• Stay indoors: People living close to the fire-stricken areas should remain indoors and avoid breathing smoke, ashes and other pollution in the area.
• Don't count on a dust mask: Ordinary dust masks, designed to filter out large particles, will not help. They still allow the more dangerous smaller particles to pass through. Special, more expensive dust masks with true HEPA filters or an N-95 will filter out the damaging fine particles, but are difficult for people with lung disease to use. Consult with your doctor before using a mask, especially if you have a lung disease.
• Take precautions for kids: Extra precaution should be taken for children, who are more susceptible to smoke. Their lungs are still developing and they breathe in more air (and consequently more pollution) per pound of body mass than adults.
• Roll up your car windows: When driving your car in smoky areas, keep your windows and vents closed. Air conditioning should only be operated in the "recirculate" setting.

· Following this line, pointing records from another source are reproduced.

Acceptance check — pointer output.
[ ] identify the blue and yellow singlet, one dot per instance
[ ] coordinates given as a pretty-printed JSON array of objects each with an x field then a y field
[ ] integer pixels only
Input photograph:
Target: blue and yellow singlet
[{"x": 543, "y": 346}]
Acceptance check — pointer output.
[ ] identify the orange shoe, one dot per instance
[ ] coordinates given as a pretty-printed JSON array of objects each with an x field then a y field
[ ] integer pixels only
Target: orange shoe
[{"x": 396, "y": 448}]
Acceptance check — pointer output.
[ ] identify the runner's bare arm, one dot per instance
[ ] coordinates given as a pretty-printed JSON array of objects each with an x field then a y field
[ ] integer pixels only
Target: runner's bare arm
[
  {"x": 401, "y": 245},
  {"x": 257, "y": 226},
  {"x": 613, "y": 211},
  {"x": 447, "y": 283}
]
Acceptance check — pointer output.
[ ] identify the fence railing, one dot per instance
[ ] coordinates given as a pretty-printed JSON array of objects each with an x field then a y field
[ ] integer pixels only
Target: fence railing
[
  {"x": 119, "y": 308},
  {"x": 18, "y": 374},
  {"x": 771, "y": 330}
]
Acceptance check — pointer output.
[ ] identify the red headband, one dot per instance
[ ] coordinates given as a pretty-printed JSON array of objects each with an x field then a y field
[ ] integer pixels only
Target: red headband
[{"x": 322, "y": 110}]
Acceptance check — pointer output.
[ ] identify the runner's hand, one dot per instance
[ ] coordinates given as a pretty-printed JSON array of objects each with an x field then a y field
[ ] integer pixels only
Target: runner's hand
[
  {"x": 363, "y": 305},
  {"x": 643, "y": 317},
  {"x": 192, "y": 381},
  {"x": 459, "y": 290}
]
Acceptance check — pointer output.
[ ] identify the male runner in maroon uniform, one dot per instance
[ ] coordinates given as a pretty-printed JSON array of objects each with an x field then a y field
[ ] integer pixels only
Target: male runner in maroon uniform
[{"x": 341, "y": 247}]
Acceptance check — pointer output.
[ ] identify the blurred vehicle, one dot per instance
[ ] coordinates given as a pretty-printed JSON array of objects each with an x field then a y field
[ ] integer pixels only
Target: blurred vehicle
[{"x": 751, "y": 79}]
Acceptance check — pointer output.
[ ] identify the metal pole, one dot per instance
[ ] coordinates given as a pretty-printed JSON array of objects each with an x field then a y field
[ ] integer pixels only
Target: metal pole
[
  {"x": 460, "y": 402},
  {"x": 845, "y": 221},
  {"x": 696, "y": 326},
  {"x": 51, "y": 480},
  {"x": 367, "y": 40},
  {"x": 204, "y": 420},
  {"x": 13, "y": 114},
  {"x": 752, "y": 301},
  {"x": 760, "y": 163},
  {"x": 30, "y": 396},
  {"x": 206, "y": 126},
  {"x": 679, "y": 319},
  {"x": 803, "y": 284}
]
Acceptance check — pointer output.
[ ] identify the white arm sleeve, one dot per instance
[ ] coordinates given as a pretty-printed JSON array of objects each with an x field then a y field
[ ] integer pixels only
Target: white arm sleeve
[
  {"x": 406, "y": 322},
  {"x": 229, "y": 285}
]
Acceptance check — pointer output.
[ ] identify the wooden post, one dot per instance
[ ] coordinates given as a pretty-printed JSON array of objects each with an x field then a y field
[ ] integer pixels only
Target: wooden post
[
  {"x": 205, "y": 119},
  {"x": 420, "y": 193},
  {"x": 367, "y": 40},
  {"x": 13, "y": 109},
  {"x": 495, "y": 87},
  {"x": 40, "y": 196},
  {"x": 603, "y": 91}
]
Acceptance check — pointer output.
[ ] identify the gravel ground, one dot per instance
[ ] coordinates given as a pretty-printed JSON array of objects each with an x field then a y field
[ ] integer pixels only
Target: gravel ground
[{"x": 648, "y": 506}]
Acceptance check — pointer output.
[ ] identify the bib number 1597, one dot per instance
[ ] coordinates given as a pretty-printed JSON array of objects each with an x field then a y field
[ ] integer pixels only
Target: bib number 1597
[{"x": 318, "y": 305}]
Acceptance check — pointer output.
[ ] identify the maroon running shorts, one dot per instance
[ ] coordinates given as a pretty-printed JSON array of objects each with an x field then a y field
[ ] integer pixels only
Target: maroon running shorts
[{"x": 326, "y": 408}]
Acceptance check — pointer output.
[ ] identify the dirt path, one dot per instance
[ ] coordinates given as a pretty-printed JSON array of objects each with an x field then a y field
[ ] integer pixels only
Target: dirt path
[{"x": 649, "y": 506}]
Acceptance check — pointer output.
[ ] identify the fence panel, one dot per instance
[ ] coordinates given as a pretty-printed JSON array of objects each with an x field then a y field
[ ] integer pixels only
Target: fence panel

• Put air conditioners on recirculate: Stay inside as much as possible, with doors, windows and fireplace dampers shut and preferably with clean air circulating through air conditioners and air cleaners. Use air conditioners on the recirculation setting to keep from pulling outside air into the room.
• Don't exercise outside: If you live close to or in the surrounding area, don't exercise outdoors, especially if you smell smoke or notice eye or throat irritation.